The MCP relay also runs a fail-closed name-screen over relayed data as defense-in-depth. This is not the authoritative no-secret boundary — that is the governed service's content-free egress validation, which runs before anything leaves the service host.
Receipts
- Signed receipts are content-free: verifying one (locally or via
get_receipt) never exposes raw memory content, commitments, or keys. - Receipts prove authorship (via ed25519) of a content-free statement. They do not prove that copies or backups held elsewhere were erased.
- Verify offline with
verify_receiptusing only the public key (obtained out-of-band and pinned inexpected_public_key_hex).
No Engine on the Client
This package imports no engine code (the engine packages, crypto internals, KEK providers, key custody). The engine, commitment keys, and raw database stay entirely on the governed service host. The MCP server is a thin relay plus a local offline verifier.

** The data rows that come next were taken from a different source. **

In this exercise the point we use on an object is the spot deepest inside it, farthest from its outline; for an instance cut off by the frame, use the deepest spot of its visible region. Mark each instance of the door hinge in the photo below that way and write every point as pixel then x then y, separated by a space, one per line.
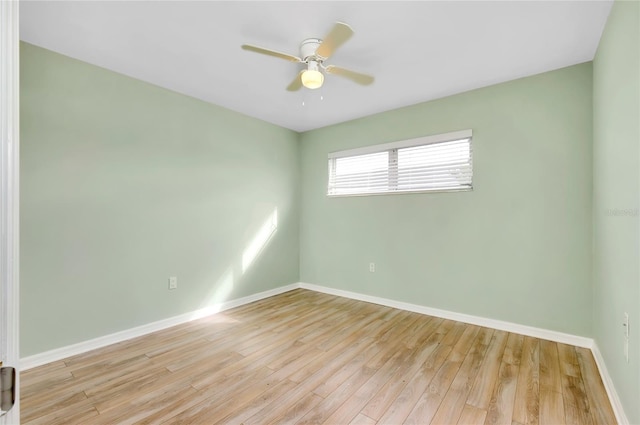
pixel 7 389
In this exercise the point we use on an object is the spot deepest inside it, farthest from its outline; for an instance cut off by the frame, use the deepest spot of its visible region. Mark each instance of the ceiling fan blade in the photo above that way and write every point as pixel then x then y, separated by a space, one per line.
pixel 296 84
pixel 270 52
pixel 337 36
pixel 358 77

Example: Add, Search, and Verify
# This is pseudocode; actual Claude agent code would use the MCP tool calls.
# Add a memory
result = add_memory(
messages="Alice's timezone is UTC+2",
user_id="alice"
)
memory_id = result["results"][0]["id"]
signed_receipt = result["results"][0]["signed_receipt"]
# Search
search_result = search_memory(query="timezone", user_id="alice", limit=5)
print(search_result["results"][0]["memory"])
# Verify the add receipt offline (no service call, but SHOMEI_MCP_API_KEY must be set)
pin = "abcd1234..." # obtained out-of-band and pinned
verify_result = verify_receipt(
receipt=signed_receipt,
expected_public_key_hex=pin
)
assert verify_result["valid"] and verify_result["authenticated"]
# Delete (requires an admin-scoped key) and verify
delete_result = delete_memory(memory_id)
delete_receipt = delete_result["signed_receipt"]
verify_result = verify_receipt(receipt=delete_receipt, expected_public_key_hex=pin)
assert verify_result["authenticated"]
print(f"Deletion verified: {verify_result}")
A note on Article 15 export
Subject-access export (GDPR Art. 15), including the just-landed disclosure of a subject's derived-artifact set (content-free opaque artifact:<hex> ids, each with a recallable flag, bound into a signed witness), is an HTTP-only capability (GET /v1/export). It is not exposed as an MCP tool. See the HTTP API and governance-and-receipts pages for details.
Tier 2 Verification (Current)
Shomei is Tier 2 today:
- Receipts are operator-side / key-holder-verifiable using public-key crypto offline.
- No TEE or independent attestation. Key custody is the proof boundary: a receipt is only as trustworthy as control of the signing key.
- Crypto-erasure strength depends on your key custody. Production requires a real KMS/BYOK provider; per-row DEK envelope encryption is used at rest (this is not SQLCipher page-encryption). Dev custody is dev-only.
Tier 3 (roadmap, not shipped): measured-enclave attestation, enabling independent verification with a pinned signer key.
Feedback & Limitations
- No implicit schemas: Every memory and operation is explicitly governed; there is no "default" or implicit retention policy.
- Receipts prove authorship, not external erasure: A signed receipt proves authorship (via ed25519) of a content-free statement; it does not prove a third-party time-ordered ledger, nor that copies held in other systems were erased. Tier 3 (TEE attestation) is the roadmap for operator-independent verification.
- Memory IDs are opaque: They are percent-encoded into the URL path (e.g.,
DELETE /v1/memories/lm_abc%2Fdeffor idlm_abc/def). Never trust a path-encoded id to be a different memory.